SFEM-4DP: A strain-based finite element model for 4D printing

Abstract

Four-dimensional (4D) printing extends three-dimensional (3D) printing by adding a time-based dimension, allowing printed structures to change and adapt over time. This smart behavior is built into smart materials during printing and activated by external stimuli. Unlike 3D-printed static structures, 4D-printed structures evolve, offering dynamic functionality for various applications. This study opens up new avenues for efficient modeling of 4D-printed structures by introducing a Strain-based Finite Element Model for 4D Printing (SFEM-4DP) that predicts time-dependent deformation behavior. By incorporating viscoelastic effects and nonlinear Green strain formulation, the proposed model captures large deformations while simplifying the modeling process and reducing the need for extensive parameter identification. A simulation tool is developed to implement the model and facilitate practical 4D printing predictions. Several numerical simulation cases are used to demonstrate the model’s flexibility and efficiency. The experimental verification include hydrogel doughnuts and bilayer composites of thermoplastic polyurethane (TPU) and hydrogel, demonstrating the model’s capability of dynamic deformation prediction.
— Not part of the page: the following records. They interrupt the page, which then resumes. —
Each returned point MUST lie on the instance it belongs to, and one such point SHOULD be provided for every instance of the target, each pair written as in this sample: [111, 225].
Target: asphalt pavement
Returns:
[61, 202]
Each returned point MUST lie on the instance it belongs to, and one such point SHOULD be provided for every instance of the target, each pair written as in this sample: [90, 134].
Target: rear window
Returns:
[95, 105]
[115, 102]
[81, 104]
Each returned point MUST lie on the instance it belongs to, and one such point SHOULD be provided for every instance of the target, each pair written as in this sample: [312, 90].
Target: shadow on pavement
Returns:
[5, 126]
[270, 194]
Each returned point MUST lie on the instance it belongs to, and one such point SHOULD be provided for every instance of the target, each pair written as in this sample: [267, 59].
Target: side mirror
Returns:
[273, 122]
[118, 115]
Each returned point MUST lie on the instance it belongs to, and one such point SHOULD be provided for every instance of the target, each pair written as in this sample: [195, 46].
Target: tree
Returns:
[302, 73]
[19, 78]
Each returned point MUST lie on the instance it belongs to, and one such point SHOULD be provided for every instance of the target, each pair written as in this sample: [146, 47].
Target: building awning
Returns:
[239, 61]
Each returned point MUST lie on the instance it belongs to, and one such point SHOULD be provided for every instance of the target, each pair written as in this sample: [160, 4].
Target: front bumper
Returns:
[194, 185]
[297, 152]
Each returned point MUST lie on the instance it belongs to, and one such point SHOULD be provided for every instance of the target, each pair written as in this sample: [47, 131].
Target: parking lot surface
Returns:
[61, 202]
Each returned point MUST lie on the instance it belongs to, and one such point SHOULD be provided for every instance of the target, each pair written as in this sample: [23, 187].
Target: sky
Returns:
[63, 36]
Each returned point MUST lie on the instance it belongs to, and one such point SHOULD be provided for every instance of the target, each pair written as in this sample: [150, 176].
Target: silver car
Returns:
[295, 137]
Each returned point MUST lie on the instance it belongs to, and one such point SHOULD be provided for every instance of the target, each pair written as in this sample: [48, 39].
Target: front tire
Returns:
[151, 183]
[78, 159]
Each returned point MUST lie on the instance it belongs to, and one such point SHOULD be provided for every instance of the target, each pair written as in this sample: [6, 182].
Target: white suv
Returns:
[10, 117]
Finally, two application cases of soft robotics-a transformable wheel and a soft gripper-are demonstrated based on the bilayer composites. • A strain-based model is proposed to simplify modeling in 4D printing. • Nonlinear Green strain is used to capture large deformations. • A simulation tool is developed for 4D printing prediction. • Results validate the model’s capability in predicting dynamic deformation. • Further applications in soft robotics are provided.